Transcript
BROOKE GLADSTONE:
We often talk about how new media, the unbounded vistas of cyberspace, can change how we form opinions and communities, how we understand the world. But the Internet doesn't change how you write a novel or compose an opera or build a house, right?
Actually, it can, if you let it. It can change everything, even practices considered fundamental and immutable, like how we do science. The scientific method is built around testable hypotheses, experiments that confirm or reject theoretical models of how the world works.
This, writes Wired editor Chris Anderson, in a recent issue of his magazine, is the way science has worked for hundreds of years.

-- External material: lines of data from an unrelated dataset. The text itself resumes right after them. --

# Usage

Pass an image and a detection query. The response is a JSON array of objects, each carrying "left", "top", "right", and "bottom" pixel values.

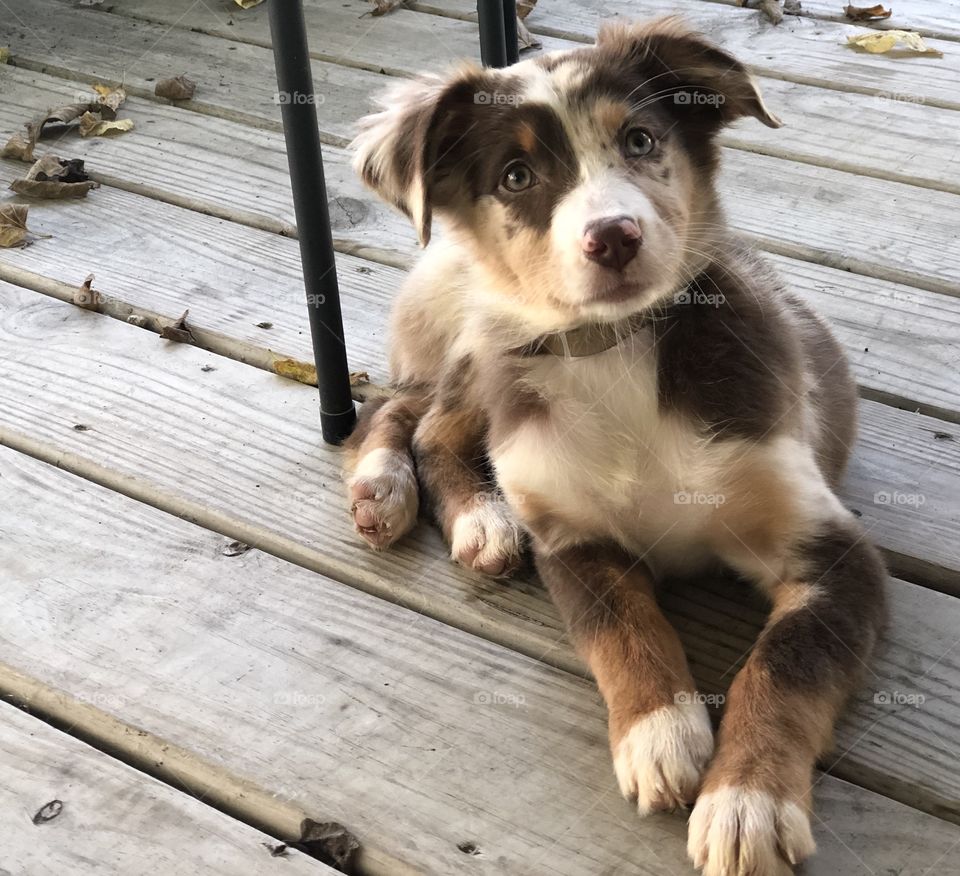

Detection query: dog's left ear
[
  {"left": 597, "top": 16, "right": 782, "bottom": 130},
  {"left": 351, "top": 65, "right": 483, "bottom": 246}
]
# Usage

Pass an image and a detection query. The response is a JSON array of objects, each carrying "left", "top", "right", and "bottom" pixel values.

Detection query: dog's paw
[
  {"left": 687, "top": 786, "right": 816, "bottom": 876},
  {"left": 450, "top": 494, "right": 522, "bottom": 576},
  {"left": 347, "top": 447, "right": 419, "bottom": 550},
  {"left": 613, "top": 698, "right": 713, "bottom": 815}
]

But now new media is making the old scientific method obsolete. Chris, welcome back to the show.
CHRIS ANDERSON:
It’s great to be here.
BROOKE GLADSTONE:
Before I go any further, just confirm that I have that right.
CHRIS ANDERSON:
You have [LAUGHING] accurately recounted what my article said. And at this point I need to make a slight confession as a magazine editor, that we sometimes pump up our headlines
BROOKE GLADSTONE:
[LAUGHS]
CHRIS ANDERSON:
and sometimes engage in a little overstatement for effect. So let me just take all of that and delete the word “obsolete.” I think what we have is a new way to do science which adds an option that wasn't available before the ages of massive data and what we call petabyte scale computing.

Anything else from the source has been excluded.